Minutes after meeting the poet, there she sat in the first row, the deep end of a packed lecture theatre. The closed door refusing admission to draughts. Murray, who had taken his place at the carpeted front, was holding his book close to his mouth as he read aloud, the words softening as they passed through the pages. At that moment, everyone was listening to ‘It Allows a Portrait in Line Scan at Fifteen’.

‘Sounds familiar,’ said Bruce in his kitchen.

He was back up at the coffee machine for a refill. Such an intriguing title for a poem, one closest to Amanda’s heart. Murray, the autistic father, paying homage to his teenage autistic son. (The son would have to be in his forties by now.) Bruce listened now as Amanda recited it from her Braille notes. As she read the lines in which the father admires his son’s progress, and the son, contemplating the future, says, I gotta get smart, Bruce thought he heard her voice quiver. That closing line, she said afterwards, her voice recovered and gently self-mocking. It never failed to get her.

It moved her in the hall too, the night before, though she had heard it more times than she could dare to count. Around a year ago she had tracked down a recording of Murray on stage in Paris and in it he recites this very poem – all four minutes and four seconds of it (counting the six seconds of applause before the video cuts out). She caught herself comparing the two versions, the recording she knew so well and this live reading, while she listened.

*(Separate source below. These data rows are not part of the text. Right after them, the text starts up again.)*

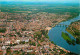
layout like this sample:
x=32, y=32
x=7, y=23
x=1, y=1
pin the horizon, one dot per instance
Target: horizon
x=46, y=1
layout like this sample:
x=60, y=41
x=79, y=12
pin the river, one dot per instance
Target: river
x=55, y=36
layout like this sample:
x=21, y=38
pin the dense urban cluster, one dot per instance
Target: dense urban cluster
x=22, y=36
x=24, y=27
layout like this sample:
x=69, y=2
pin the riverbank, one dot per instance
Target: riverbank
x=55, y=36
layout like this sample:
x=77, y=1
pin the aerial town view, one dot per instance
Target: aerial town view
x=39, y=27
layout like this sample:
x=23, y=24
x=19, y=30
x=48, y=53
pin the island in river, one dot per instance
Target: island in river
x=74, y=29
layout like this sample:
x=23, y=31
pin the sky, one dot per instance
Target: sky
x=45, y=0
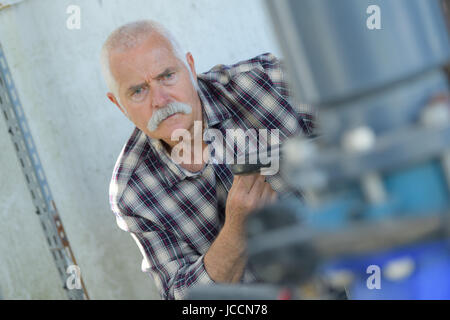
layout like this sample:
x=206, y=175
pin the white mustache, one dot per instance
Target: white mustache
x=161, y=114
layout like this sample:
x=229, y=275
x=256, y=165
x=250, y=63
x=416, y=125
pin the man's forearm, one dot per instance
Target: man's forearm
x=226, y=258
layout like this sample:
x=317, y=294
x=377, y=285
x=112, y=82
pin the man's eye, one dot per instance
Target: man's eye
x=138, y=91
x=139, y=94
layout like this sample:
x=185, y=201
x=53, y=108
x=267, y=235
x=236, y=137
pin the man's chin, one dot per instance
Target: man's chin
x=167, y=127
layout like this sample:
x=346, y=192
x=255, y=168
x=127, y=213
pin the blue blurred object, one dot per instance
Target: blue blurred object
x=382, y=159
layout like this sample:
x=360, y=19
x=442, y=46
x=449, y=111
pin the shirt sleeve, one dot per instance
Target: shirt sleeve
x=275, y=70
x=172, y=263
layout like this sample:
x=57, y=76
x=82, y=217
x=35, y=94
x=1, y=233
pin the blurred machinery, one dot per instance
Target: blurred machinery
x=375, y=222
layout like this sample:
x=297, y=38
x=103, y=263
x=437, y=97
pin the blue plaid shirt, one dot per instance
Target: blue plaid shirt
x=173, y=216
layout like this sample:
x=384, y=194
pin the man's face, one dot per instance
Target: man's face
x=149, y=77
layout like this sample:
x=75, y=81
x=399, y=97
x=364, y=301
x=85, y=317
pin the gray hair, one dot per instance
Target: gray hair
x=129, y=36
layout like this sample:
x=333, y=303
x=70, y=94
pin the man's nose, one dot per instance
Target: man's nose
x=160, y=97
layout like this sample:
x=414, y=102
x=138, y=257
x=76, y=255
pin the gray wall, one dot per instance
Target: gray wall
x=79, y=134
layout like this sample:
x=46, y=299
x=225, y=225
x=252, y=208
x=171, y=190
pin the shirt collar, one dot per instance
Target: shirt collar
x=215, y=111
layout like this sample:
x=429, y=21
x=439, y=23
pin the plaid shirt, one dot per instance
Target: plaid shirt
x=174, y=216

She was pleased with what she heard and not surprised. The Murrays were the same in Paris as in front of her, putting on the same accents – now the father’s, now the son’s – and accentuating the same words. So that the differences, subtle as they were, in timing and in intonation, produced in her a thicker, richer, layered sound.

The acoustics in the hall were as good as she could have hoped for. From where she sat, Murray’s voice came over loud and close and warm. After listening to every poem, as the poet paged through his book, or helped himself to a glass of water, Amanda let her ears travel the hall, hearing how high the ceiling rose and how far up behind her the rest of the audience’s seats climbed. Along the wall that ran parallel to the street, she could pick out pairs of curtains, heavy and long and there, she surmised, to keep in the heat and keep out the gaze of any passers-by.

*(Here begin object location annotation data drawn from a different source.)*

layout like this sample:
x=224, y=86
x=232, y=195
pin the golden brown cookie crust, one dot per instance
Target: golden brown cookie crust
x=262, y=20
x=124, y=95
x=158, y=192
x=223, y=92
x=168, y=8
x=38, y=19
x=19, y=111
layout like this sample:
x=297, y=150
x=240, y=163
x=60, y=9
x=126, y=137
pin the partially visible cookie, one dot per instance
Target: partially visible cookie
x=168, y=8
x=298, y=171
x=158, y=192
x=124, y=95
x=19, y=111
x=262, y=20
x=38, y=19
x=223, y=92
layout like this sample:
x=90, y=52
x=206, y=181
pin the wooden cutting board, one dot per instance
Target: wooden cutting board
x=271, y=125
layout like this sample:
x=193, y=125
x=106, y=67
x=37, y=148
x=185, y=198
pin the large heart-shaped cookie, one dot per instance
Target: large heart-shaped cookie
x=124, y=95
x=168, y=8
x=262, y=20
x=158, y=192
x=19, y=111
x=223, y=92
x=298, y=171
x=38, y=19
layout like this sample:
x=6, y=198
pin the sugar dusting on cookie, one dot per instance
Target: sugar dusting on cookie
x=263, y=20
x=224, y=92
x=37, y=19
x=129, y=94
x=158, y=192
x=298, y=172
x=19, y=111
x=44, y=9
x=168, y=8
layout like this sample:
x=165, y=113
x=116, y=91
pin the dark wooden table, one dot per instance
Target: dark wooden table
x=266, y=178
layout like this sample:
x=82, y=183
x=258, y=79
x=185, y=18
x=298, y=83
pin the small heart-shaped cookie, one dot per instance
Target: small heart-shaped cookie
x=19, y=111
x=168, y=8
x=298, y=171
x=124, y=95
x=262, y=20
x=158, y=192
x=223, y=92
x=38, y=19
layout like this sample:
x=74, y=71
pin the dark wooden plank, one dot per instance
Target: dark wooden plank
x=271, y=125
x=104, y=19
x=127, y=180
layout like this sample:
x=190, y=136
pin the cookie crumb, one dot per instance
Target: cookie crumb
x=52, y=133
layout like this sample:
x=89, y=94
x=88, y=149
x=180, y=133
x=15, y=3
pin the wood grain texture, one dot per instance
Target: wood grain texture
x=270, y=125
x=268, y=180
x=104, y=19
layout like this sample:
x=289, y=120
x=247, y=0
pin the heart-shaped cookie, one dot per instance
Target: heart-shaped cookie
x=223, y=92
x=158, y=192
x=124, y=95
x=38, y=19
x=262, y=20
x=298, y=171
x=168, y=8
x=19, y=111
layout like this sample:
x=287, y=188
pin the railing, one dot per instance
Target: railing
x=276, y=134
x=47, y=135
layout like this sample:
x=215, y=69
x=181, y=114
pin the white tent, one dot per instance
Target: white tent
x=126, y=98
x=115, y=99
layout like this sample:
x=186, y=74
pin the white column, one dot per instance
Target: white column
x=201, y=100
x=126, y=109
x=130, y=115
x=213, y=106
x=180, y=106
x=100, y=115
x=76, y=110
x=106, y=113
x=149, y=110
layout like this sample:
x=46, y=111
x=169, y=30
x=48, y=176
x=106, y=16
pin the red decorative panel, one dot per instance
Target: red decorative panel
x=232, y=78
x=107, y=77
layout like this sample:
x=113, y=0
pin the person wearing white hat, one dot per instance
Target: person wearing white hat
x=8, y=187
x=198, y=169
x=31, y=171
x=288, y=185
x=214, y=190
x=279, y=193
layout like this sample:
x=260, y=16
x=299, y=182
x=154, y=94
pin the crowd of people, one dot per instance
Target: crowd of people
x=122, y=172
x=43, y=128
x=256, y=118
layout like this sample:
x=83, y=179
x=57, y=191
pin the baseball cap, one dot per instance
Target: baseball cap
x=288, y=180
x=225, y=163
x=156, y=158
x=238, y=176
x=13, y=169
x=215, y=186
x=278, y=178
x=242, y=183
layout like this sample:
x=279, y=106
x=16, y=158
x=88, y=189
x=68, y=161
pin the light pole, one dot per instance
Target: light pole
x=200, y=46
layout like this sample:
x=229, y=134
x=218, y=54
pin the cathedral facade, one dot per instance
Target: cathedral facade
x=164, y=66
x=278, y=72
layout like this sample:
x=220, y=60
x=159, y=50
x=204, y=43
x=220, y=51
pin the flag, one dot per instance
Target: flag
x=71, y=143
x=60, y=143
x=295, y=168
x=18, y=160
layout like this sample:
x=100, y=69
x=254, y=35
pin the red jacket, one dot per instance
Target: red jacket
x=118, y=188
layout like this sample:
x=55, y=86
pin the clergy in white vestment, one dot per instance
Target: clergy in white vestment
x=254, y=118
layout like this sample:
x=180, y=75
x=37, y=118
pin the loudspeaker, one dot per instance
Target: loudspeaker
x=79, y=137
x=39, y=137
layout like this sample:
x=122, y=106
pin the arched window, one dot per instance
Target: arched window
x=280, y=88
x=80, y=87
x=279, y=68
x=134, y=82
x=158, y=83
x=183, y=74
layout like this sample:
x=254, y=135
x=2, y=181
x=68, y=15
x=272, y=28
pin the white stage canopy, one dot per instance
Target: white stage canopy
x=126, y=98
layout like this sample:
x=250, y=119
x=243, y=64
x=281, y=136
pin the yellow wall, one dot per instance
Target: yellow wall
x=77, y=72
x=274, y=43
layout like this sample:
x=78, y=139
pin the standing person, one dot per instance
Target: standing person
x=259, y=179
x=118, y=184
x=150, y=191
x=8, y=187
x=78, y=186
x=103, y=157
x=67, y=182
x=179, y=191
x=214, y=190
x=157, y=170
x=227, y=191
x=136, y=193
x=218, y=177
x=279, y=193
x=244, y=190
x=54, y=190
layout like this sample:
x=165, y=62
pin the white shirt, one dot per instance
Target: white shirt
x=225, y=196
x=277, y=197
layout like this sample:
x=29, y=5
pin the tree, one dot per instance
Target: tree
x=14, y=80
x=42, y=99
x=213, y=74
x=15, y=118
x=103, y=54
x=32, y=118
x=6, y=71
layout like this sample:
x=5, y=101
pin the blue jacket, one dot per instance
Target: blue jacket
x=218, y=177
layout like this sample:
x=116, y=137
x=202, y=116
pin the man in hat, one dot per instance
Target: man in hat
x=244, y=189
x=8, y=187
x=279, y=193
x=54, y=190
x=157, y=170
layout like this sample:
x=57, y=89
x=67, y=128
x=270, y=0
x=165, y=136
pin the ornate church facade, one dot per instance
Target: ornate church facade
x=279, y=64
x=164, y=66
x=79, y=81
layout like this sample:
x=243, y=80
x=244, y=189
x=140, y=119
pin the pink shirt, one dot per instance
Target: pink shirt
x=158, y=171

Creak, creak, creak went the hall’s rows of wooden seats – sounding their age – as the occupants shifted their weight between poems.

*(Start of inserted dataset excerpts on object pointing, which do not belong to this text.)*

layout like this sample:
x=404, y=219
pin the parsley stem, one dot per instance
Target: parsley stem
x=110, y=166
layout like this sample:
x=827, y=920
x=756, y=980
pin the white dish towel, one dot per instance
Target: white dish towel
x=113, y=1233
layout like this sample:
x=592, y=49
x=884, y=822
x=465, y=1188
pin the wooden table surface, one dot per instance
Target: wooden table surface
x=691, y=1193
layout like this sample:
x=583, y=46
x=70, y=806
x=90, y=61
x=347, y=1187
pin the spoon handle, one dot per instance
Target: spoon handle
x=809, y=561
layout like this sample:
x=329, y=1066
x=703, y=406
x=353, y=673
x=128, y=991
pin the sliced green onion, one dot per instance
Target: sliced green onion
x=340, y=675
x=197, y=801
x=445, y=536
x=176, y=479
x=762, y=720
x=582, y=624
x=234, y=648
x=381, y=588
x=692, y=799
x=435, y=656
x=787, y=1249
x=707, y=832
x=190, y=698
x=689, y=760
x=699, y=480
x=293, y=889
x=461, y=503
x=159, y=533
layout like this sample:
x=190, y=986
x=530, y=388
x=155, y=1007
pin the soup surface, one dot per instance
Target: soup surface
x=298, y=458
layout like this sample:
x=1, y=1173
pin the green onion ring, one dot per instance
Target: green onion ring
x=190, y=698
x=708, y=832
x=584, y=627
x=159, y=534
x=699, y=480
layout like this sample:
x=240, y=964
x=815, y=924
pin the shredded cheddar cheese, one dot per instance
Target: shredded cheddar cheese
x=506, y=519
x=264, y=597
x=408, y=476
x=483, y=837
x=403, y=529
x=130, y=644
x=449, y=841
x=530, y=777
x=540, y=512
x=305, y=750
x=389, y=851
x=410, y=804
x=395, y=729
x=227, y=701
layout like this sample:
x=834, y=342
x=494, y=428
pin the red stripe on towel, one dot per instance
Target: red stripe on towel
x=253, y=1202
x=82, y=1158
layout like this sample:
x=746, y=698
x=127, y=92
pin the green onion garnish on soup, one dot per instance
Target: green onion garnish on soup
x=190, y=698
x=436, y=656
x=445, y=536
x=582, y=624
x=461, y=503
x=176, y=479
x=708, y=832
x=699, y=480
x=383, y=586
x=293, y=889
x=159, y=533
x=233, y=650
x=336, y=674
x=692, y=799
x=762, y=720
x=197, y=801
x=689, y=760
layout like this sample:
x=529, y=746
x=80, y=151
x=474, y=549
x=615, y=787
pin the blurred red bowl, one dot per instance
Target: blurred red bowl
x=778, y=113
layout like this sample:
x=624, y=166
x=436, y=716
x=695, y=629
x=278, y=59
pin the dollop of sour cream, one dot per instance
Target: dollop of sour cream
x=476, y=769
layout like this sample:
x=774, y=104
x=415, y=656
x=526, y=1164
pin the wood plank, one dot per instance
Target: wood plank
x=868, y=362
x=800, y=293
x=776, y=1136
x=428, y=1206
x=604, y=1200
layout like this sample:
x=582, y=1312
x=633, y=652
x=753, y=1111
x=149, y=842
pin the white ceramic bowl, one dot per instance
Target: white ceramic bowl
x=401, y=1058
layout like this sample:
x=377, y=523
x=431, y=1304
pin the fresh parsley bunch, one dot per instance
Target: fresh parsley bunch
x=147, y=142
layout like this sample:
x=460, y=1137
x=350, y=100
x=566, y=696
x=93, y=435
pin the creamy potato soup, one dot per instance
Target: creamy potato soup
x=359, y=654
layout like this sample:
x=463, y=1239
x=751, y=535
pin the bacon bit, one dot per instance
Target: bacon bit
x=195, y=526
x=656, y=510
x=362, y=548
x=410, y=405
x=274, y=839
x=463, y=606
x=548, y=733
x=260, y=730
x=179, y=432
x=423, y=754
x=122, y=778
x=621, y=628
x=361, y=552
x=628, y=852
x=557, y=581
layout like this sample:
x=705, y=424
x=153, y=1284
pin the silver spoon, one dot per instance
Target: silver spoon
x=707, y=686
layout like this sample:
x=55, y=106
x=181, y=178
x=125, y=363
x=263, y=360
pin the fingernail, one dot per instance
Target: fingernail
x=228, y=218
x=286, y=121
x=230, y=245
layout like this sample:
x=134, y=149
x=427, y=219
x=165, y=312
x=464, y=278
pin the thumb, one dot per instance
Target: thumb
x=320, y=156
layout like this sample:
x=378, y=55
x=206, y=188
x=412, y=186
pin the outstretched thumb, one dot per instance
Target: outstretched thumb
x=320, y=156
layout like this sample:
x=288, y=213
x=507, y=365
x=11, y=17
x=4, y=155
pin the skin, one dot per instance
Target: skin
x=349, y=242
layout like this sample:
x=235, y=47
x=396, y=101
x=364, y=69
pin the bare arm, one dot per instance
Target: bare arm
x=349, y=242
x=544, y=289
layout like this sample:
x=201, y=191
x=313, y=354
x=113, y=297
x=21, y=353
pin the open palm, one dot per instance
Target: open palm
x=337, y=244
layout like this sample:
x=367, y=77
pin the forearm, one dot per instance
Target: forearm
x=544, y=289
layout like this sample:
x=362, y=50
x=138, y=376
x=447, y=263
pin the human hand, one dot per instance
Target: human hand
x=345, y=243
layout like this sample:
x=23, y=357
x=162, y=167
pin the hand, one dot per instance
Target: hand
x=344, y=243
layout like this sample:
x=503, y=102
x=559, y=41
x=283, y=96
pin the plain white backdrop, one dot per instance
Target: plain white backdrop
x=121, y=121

But whenever Murray cleared his throat and began again, she never took her ears off him.

He would read eleven poems that evening – Amanda tapped the title of each in turn on her Braille note-taker; she couldn’t trust her short-term memory with them, or with much else, for that matter.

Long gone was the woman who had flown regularly on her own as far as San Francisco (the conference hotel’s rooms, she remembered, had all been numbered in Braille), the woman who thought of everything, who never had enough hours in a day. Two years on, the side-effects of her concussion still lingered. Probably they were permanent. Doctors could not fully explain it, but then again all her life there’d been plenty about her that doctors could not explain. She found that rather reassuring.

And the effects had not been all bad. There was something to be said for letting go. When she thought of her life now it was without any weight of expectation, and she knew to make the most of every instant. Just to take a taxi out and feel herself in motion. To leave herself in chance’s charge for an hour or more. Just to sit in a lecture hall, all ears, taking each line of poetry as it came.